For fresh buds on trees,
tender green shoots,
birds returning and nesting,
We give thanks.
Our hearts, too,
are opening, blossoming,
dancing and singing
praise for life,
for colour, fertility,
birth and rebirth!
God, thank you for this morning.
May I be as joyful and enthusiastic as Robins.
May I enter into this day
with anticipation and energy like Cardinals.
Provide me with what
I need, just as you do for House Sparrows,
and let me trust that is enough.
I praise you together with my
beloved neighbours whose voices I hear this day:
Mourning Doves, Northern Flickers, Canada Geese,
Red-winged Blackbirds, Crows, and Goldfinches.
We gathered on Easter morning at twilight - the time between the two lights. The moon was setting behind us as we gathered on the east-facing slope awaiting the rising sun. The dawn chorus of birds provided music for our prelude.
Our text was John 20:1-18. Step Chandler Burns, of Pastors in Exile, shared these words before we spend time 'wandering and wondering' and watching for the sunrise.
"This morning, like every new day, Christ is alive among us. Each day, God is doing a new thing and inviting us to bring our faith and our questions and enter into the new life being made among us.
So this morning, and all mornings, believe the gospel. The Good News is that new life is possible. Seek the new thing God is doing, whether you understand it or not.
Resurrection is here and happening among us every day: the sun rises, the snow melts, the animals and birds sing to the morning, the cold gives way to the sun, the cycles of life and death keep moving. People heal and reconcile and learn and grow. Relationships mend, we’re made new. Even when we don’t want to be. Even when we’re not at our best, even when we’re hungry, angry, lonely and tired. Or when we don’t understand quite yet.

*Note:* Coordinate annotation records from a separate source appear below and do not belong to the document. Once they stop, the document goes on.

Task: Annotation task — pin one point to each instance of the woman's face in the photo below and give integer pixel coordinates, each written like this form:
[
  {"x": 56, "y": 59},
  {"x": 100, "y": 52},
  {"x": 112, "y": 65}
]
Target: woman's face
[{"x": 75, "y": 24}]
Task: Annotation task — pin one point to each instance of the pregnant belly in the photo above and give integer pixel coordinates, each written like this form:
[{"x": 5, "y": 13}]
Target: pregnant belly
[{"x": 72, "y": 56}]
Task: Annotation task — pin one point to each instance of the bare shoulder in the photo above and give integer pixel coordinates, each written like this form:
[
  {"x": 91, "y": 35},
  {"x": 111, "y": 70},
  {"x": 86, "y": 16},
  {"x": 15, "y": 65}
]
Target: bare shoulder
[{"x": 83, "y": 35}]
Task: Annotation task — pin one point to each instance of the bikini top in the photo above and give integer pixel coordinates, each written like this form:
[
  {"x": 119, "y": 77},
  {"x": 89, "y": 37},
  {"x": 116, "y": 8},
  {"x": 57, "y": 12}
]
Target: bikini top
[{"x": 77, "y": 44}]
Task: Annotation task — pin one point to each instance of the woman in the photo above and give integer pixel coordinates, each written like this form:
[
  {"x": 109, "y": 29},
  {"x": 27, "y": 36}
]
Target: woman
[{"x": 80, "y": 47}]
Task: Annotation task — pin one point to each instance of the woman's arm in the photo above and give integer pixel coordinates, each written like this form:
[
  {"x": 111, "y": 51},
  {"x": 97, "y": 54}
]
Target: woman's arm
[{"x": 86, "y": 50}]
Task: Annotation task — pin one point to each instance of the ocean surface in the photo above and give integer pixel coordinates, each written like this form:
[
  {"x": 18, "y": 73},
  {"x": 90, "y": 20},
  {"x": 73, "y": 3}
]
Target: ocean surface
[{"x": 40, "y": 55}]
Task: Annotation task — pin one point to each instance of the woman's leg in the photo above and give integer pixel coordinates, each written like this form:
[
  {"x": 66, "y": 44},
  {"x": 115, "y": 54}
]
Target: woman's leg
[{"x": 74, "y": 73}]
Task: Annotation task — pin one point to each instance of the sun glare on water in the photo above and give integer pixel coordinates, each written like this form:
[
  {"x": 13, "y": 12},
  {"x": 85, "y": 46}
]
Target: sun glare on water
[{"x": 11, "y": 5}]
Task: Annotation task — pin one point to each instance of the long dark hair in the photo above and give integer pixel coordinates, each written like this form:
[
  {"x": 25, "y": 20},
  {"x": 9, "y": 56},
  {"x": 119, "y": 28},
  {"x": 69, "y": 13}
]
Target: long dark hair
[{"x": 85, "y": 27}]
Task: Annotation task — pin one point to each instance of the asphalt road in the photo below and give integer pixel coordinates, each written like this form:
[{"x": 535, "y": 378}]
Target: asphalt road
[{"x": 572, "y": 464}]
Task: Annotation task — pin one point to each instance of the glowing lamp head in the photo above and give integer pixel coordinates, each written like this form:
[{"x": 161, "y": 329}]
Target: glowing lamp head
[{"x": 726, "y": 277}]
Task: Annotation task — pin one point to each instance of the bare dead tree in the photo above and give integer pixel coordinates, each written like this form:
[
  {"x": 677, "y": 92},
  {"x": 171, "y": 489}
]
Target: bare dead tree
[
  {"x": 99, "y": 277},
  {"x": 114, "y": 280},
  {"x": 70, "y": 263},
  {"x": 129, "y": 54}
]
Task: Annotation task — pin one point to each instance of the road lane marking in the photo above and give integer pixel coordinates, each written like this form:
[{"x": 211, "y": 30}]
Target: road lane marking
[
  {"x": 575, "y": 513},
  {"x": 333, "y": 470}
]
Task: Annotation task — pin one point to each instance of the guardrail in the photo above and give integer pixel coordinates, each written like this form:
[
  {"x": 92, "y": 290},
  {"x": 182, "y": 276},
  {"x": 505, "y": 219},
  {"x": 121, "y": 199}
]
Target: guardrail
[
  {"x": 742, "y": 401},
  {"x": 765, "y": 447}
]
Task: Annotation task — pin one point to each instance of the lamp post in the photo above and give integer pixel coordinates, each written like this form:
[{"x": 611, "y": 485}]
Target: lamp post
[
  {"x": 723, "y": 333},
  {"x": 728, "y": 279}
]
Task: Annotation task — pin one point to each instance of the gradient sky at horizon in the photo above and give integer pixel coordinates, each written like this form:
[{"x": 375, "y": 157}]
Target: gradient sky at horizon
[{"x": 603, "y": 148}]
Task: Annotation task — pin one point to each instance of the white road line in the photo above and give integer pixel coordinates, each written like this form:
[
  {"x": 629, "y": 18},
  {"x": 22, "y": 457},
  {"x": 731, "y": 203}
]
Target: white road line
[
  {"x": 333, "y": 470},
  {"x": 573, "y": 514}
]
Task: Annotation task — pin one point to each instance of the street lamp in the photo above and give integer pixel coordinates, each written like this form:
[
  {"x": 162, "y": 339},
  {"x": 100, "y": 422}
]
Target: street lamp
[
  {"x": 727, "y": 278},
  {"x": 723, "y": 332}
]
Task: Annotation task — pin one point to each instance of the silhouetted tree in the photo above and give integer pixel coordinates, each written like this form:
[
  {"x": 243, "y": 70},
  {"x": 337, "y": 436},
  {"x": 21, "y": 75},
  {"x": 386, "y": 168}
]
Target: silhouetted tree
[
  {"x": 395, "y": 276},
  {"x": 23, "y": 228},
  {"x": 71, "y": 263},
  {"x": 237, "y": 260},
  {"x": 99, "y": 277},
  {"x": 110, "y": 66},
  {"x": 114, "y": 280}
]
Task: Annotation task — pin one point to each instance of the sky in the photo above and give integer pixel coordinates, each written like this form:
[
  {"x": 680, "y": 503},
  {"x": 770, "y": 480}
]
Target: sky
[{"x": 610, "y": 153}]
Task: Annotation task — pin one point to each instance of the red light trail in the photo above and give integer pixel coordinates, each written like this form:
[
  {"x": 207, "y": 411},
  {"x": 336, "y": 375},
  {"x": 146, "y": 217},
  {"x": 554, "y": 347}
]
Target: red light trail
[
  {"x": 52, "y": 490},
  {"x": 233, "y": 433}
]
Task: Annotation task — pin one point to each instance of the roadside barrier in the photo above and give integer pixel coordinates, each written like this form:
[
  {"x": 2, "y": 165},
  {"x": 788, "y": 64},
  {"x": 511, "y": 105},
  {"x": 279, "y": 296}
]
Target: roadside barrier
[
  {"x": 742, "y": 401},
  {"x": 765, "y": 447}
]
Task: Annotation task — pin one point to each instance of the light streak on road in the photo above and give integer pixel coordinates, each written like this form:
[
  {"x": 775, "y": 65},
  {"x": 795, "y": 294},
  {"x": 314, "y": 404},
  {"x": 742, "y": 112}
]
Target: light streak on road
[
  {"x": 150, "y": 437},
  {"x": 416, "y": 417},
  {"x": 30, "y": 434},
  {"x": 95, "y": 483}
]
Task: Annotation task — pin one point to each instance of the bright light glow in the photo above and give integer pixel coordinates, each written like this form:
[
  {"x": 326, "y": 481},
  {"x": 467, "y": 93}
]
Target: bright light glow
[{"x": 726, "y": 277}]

This morning, you’re invited to take in the morning. Listen to the birds and the animals, the waking of the earth. Take in the new life, resurrection among us. And believe, or question it. Jesus will meet you there. May it be so."
What ways are you experiencing resurrection? Where are you seeing signs of new life? Whether we believe easily, or are skeptical, Christ meets us in sunrises and in rain, in honking geese and songbirds, in our day to day lives.
A haiku written for Good Friday
O Forsaken One,
You know the depths of sorrow.
We sit with you now.
I see Good Friday pain, death, and sorrow mirrored everywhere... I saw this stump on a walk this week and the image caught me with its starkness. What have you seen that feels forsaken? Christ, the Incarnate One, is here in the world with us, in places of pain and woundedness.
The invitation today is to witness it and sit with it.